Kitabın adı: "Kayıp adalet/ Cezasızlık ve korunan failler", bir ayda iki baskı yaptı; İletişim Yayınları'ndan. Hemen ikinci sayfada, "Bu kitap Hafıza Merkezi tarafından hazırlanmıştır" notu düşülmüş.
Yargı haberciliği denince ilk akla gelen Gökçer Tahincioğlu kitabın derleyeni, Özgür Zeren katkılarıyla. Sunum da Hafıza Merkezi hukukçularından Emel Ataktürk Sevimli'den.
Yüzleşme
Avukat Ataktürk-Sevimli, "Türkiye’de ne geçmişte ne de bugün ağır insan hakları ihlalleri ile yüzleşmek yönünde gerçek ve samimi bir irade olmadı, böyle bir iradenin tezahürü için gerekli siyasi ve sosyal basıncın olduğu da söylenemez" diyor.

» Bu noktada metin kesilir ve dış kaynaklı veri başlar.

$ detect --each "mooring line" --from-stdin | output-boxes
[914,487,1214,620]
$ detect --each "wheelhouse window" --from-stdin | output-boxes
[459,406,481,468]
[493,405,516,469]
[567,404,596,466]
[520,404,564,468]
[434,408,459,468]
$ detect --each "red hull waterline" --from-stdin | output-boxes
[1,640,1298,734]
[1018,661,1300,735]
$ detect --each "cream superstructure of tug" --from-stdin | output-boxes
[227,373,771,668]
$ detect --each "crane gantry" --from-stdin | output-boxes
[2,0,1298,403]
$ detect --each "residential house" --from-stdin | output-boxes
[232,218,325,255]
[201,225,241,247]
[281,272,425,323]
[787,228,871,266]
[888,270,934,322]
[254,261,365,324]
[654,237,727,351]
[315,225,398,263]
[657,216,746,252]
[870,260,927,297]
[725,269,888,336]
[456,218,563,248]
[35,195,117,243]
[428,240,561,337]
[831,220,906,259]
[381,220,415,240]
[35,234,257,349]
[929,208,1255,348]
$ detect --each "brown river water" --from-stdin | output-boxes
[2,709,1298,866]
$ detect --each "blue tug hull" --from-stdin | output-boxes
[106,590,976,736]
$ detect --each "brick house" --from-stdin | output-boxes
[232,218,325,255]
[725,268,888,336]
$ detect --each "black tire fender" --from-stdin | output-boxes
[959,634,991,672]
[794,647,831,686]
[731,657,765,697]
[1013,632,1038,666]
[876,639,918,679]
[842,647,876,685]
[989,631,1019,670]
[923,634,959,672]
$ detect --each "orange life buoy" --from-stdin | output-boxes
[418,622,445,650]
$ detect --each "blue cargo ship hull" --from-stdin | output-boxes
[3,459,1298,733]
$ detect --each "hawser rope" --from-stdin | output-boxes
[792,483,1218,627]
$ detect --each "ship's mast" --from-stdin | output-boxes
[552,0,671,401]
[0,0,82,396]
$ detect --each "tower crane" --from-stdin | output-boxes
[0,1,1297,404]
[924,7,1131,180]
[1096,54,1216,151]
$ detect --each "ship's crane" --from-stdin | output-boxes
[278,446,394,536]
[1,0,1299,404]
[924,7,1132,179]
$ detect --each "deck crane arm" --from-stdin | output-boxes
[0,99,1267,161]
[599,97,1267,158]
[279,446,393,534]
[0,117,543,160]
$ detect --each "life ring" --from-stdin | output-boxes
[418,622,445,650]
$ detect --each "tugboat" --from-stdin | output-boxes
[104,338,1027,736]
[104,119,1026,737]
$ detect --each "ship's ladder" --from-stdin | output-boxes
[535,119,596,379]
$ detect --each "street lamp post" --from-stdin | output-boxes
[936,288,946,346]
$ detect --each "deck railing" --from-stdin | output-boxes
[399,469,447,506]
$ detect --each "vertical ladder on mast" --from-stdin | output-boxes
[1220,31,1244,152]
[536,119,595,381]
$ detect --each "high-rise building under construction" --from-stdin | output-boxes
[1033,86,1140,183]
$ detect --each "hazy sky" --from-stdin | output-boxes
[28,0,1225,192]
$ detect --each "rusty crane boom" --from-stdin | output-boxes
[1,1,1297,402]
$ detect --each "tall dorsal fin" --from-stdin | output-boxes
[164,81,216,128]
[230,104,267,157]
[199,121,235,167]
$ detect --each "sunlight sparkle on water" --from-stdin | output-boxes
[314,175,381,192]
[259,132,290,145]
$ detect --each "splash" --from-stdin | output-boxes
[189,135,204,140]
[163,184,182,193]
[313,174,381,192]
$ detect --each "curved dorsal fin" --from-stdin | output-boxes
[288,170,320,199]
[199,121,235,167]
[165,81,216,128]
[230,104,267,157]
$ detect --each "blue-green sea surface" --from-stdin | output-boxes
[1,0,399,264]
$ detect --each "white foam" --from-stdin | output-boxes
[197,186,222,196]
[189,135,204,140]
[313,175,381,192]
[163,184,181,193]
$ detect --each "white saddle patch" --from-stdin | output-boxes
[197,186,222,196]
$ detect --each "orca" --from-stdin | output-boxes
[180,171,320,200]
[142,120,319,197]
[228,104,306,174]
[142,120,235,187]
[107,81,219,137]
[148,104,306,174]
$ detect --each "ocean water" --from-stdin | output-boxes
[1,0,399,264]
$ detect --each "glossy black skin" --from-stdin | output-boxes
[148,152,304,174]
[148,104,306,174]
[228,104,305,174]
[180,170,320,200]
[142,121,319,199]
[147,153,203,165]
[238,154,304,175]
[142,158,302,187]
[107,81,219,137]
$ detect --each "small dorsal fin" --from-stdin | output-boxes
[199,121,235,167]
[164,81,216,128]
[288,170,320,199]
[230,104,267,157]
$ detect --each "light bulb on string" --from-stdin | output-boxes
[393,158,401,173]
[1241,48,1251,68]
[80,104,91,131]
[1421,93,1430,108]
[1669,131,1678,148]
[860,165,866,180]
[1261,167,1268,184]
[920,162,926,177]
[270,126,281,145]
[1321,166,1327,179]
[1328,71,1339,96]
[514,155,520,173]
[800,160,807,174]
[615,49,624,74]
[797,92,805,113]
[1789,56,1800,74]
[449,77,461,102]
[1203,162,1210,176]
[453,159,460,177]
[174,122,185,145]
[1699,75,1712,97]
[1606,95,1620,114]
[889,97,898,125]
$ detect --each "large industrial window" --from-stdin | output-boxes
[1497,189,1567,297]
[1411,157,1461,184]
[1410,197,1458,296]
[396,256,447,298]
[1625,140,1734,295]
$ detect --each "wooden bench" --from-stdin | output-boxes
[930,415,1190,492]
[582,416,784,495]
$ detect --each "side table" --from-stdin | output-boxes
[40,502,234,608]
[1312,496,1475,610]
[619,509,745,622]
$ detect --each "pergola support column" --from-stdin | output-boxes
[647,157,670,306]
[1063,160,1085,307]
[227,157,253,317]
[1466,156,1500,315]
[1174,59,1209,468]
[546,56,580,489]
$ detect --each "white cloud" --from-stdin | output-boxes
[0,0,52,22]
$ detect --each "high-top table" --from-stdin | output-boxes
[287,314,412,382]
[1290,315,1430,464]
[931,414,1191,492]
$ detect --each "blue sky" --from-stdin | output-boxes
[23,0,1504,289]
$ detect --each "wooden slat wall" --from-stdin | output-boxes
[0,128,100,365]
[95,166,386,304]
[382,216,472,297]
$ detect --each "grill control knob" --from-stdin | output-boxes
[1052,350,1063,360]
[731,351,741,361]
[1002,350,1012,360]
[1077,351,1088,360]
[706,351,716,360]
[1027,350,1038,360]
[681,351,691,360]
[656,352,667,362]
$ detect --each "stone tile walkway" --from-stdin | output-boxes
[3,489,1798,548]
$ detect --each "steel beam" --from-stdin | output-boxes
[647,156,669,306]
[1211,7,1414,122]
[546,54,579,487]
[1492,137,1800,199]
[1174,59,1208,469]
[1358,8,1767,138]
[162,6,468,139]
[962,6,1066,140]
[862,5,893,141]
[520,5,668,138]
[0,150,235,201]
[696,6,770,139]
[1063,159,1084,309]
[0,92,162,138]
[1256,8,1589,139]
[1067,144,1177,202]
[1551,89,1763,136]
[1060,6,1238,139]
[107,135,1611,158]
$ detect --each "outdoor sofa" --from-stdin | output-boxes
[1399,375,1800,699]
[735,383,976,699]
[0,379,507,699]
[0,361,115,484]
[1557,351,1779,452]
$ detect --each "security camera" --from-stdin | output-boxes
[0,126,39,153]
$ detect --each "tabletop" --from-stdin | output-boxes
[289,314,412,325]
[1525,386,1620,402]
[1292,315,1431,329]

"Bu kitapta öykülerini okuyacağınız davaların tanımlanması için 'yüzleşme davaları' adının yaygın olarak kullanılması, bir dönem aralanan perdeden gördüklerimizin bir yüzleşmeye ne denli ihtiyaç olduğunu göstermesinden ve bu ihtiyacı hatırlatma çabasından ibaret. Yoksa Türkiye’nin içinde bulunduğu çatışmalı şartların her türlü hakikat arayışını ve yüzleşme çağrısını ne denli imkânsız kıldığını bilmez değiliz."
İki kitap
İki kitaptan oluşan bu çalışmada Hafıza Merkezi’nin faaliyetleri önemli bir alanı kaplıyor. Zira Hafıza Merkezi’nin dosya notları, duruşma raporları, 30-40 yıllık döneme yayılan davalarla ilgili oluşturduğu zaman çizelgeleri unutturulmak, gözden kaçırılmak, kapatılmak istenilen olayların, dosyaların, davaların belleği haline gelmiş durumda.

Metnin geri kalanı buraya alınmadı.